All businesses - but particularly service oriented ones, and certainly cinemas - must be constantly attentive with regards to practices that are what I term - "mildly hostile" - towards their customers. These are the small annoyances that by themselves may not garner sufficient weight to motivate a customer to cease dealing with your business but tend, over time, to compel customers to look elsewhere to satisfy their needs.
WHY CUSTOMERS LEAVE
1% Die
3% Move
5% Buy From Friends
9% Prefer Competition
14% Judge All Like Businesses The Same
68% Indifference, Rudeness, Lack of Service By Employees
Examples of mildly hostile customer practices are fairly widespread particularly in the retail/consumer products and services areas and I'm sure each of you reading this are fully aware of what I mean and can recite horror stories from your own experiences in the retail jungle.
As cinema owners/operators, being aware of mildly hostile practices requires constant vigilance for, like wrinkles and graying, their precise beginnings are hard to determine until the day when their grim evidence is impossible to refute.
There are a myriad of mildy hostile customer practices, and include such things as:
- Employing under-qualified staff
- Poor & unfriendly service
- Thoughtless policies, such as inconvenient show times
- Slow response in resolving customer queries and problems
- Inconsistent service standards
- Messy, semi-clean facilities
- Untrained staff
Many of these practices are derived from weak, ineffective management which usually emanates from a tolerance for poor staff performance.
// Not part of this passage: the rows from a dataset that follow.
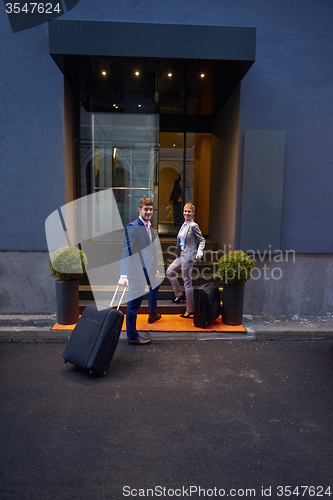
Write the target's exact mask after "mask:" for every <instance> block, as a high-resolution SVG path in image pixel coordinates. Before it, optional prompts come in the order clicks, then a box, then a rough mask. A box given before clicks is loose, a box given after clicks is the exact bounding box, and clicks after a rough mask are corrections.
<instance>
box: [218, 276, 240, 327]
mask: <svg viewBox="0 0 333 500" xmlns="http://www.w3.org/2000/svg"><path fill="white" fill-rule="evenodd" d="M244 290H245V283H244V284H243V285H235V286H231V285H223V302H222V323H224V324H225V325H232V326H236V325H241V324H242V320H243V304H244Z"/></svg>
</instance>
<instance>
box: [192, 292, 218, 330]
mask: <svg viewBox="0 0 333 500" xmlns="http://www.w3.org/2000/svg"><path fill="white" fill-rule="evenodd" d="M220 309H221V299H220V290H219V288H218V287H217V286H215V285H214V284H213V283H205V284H204V285H201V286H199V287H198V288H196V289H195V290H194V318H193V323H194V326H197V327H200V328H206V326H209V325H210V324H211V323H213V321H215V320H216V318H218V317H219V315H220Z"/></svg>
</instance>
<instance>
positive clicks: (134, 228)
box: [120, 217, 158, 281]
mask: <svg viewBox="0 0 333 500" xmlns="http://www.w3.org/2000/svg"><path fill="white" fill-rule="evenodd" d="M150 230H151V233H152V241H150V238H149V235H148V231H147V228H146V226H145V225H144V223H143V222H142V220H141V219H140V217H138V218H137V219H136V220H135V221H133V222H130V223H129V224H128V225H127V227H126V229H125V239H124V246H123V250H122V255H121V264H120V274H121V275H126V276H127V278H128V279H136V280H145V281H146V280H147V278H149V279H150V280H151V278H154V277H155V274H156V272H157V261H158V259H157V257H158V252H157V245H156V242H157V233H156V231H154V229H153V227H152V226H150Z"/></svg>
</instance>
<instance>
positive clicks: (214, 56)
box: [49, 19, 256, 61]
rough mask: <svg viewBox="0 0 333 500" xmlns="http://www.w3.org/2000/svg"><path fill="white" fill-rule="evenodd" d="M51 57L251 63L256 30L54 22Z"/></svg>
mask: <svg viewBox="0 0 333 500" xmlns="http://www.w3.org/2000/svg"><path fill="white" fill-rule="evenodd" d="M49 44H50V54H73V55H74V54H75V55H83V54H86V55H101V56H132V57H172V58H186V59H191V58H199V59H217V60H219V59H220V60H221V59H224V60H234V61H254V60H255V45H256V28H247V27H246V28H243V27H231V26H192V25H180V24H146V23H119V22H108V21H71V20H63V19H61V20H54V21H52V22H50V23H49Z"/></svg>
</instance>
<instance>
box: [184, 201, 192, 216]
mask: <svg viewBox="0 0 333 500" xmlns="http://www.w3.org/2000/svg"><path fill="white" fill-rule="evenodd" d="M185 208H189V209H190V210H192V212H193V213H194V214H195V206H194V205H193V203H186V205H184V210H185Z"/></svg>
Others may come from a company's fuzzy notion of customer satisfaction or from inconsistent service fortified by a lack of corporate support and funding for proper staff training.
Remember; it's not only blatant mismanagement and major mistakes that cause customer dissatisfaction and defection, but also those practices that are mildly hostile but which over time cause customer departure.
Before ending I would like to mention a trend that has developed over the last several years in corporate America and is worth mentioning. That is the creation and staffing by large organizations of a position called Chief Customer Experience Officer or CXO. A CXO is a senior level executive charged with evaluating, directing, and overseeing the customer experience effort and its implementation throughout the entire organization. The CXO position started to appear in 2005, and now, almost 25% of the largest 100 U.S. corporations have a CXO.
Reporting to the CEO, the CXO's responsibilities cut-across all product, service, and distribution channels and they have significant input into the corporation's marketing, promotion, and advertising activities. The CXO position will quickly become relevant for both large and mid-sized companies, in both the services or manufacturing sectors, and you'll be hearing more about this new and critical position as time goes on.